I am not yet convinced of the soundness of our economic approach to South Asia. We are in a radically bad trade situation with India. I believe their enormous profits are the reason that the Indians are engaging with us rather than any sudden finding of common values. Our trade deficit with India is spiralling out of control; it was $8 billion last year, and if it continues at the pace it has gone through the first five months of the year, it will reach $10 billion this year, a 25% increase. While that doesn't equal even one month of China's recent mammoth trade surpluses with us -- at the rate that it is ballooning, we will be more than $130 billion in the red with the red monster -- we just don't need another $10 billion (and growing) deficit on top of that.

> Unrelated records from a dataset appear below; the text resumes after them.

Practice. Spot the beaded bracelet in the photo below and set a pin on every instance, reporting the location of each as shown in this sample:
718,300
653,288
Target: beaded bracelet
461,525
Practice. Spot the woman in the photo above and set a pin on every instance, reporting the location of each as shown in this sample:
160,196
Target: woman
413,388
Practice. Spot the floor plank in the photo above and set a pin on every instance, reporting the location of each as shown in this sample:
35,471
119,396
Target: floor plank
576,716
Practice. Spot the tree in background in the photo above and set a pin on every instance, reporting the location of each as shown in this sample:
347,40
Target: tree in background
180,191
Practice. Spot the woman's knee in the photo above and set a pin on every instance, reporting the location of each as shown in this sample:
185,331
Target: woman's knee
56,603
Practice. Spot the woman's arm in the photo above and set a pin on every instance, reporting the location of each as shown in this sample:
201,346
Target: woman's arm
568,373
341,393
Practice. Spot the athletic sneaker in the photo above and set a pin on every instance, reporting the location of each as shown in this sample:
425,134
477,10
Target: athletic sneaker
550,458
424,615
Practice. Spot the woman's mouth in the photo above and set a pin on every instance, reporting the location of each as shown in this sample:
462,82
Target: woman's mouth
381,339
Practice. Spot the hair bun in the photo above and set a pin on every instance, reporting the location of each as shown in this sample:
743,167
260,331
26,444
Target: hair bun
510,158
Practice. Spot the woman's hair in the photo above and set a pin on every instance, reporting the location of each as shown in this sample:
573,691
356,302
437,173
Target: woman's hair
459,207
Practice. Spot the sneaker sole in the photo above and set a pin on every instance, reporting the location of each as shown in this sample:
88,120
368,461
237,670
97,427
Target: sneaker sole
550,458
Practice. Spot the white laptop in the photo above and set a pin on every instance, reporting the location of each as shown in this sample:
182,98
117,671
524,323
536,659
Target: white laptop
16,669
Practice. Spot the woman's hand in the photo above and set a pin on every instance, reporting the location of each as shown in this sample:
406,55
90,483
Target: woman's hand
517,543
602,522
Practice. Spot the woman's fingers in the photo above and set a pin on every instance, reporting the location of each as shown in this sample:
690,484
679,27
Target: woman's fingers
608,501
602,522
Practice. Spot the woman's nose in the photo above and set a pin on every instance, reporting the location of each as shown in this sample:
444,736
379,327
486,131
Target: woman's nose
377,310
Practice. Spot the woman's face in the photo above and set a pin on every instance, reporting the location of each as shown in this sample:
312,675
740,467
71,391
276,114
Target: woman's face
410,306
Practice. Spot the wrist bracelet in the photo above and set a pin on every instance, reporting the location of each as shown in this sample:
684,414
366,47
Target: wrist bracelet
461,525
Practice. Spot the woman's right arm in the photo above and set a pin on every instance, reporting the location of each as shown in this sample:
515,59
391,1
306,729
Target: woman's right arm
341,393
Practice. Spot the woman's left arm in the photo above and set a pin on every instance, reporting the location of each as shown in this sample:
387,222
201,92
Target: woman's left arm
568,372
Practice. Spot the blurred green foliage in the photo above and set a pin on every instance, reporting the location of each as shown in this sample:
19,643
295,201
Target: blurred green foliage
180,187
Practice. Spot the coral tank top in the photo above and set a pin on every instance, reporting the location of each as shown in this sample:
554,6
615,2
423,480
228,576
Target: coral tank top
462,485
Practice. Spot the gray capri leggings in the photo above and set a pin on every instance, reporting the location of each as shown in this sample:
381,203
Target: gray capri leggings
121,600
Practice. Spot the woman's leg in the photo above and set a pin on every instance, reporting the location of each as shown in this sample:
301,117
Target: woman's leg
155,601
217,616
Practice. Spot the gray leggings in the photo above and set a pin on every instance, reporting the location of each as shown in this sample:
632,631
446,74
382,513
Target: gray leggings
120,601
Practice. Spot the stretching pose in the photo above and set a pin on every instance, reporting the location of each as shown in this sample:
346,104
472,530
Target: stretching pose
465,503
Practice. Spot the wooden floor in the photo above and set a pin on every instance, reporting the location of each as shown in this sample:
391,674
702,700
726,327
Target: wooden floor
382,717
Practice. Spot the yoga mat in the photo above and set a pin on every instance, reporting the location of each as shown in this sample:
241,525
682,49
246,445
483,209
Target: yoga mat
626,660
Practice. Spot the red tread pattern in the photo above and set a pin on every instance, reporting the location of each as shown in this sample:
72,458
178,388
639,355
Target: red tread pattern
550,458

Yes, by playing economic patsy for India and having IndiaPac purchase our congress wholesale, we can make them feel pretty daggone good about themselves, but I cannot rate it as an intelligent on our part.
If we just sent them a check for $5 billion each year, it would cost us far less -- and we would have more of a taxbase of taxpayers working at jobs that instead have been outsourced to India. And I personally would just as soon as have all of our accounting work done by U.S. CPAs rather than all of our personal tax information headed off to the subcontinent; all of our bank and securities work done by folks in the U.S.; and all of our medical records just as soon kept here. But economically, it does make a lot more sense for any one company to minimize its expenses and maximize its profits; it's just that when we ship those dollars overseas, they don't come back just as quickly; they instead turn into a huge debt which we have to service into perpetuity. And if we start to inflate the currency, interest rates will follow, making that servicing even more onerous.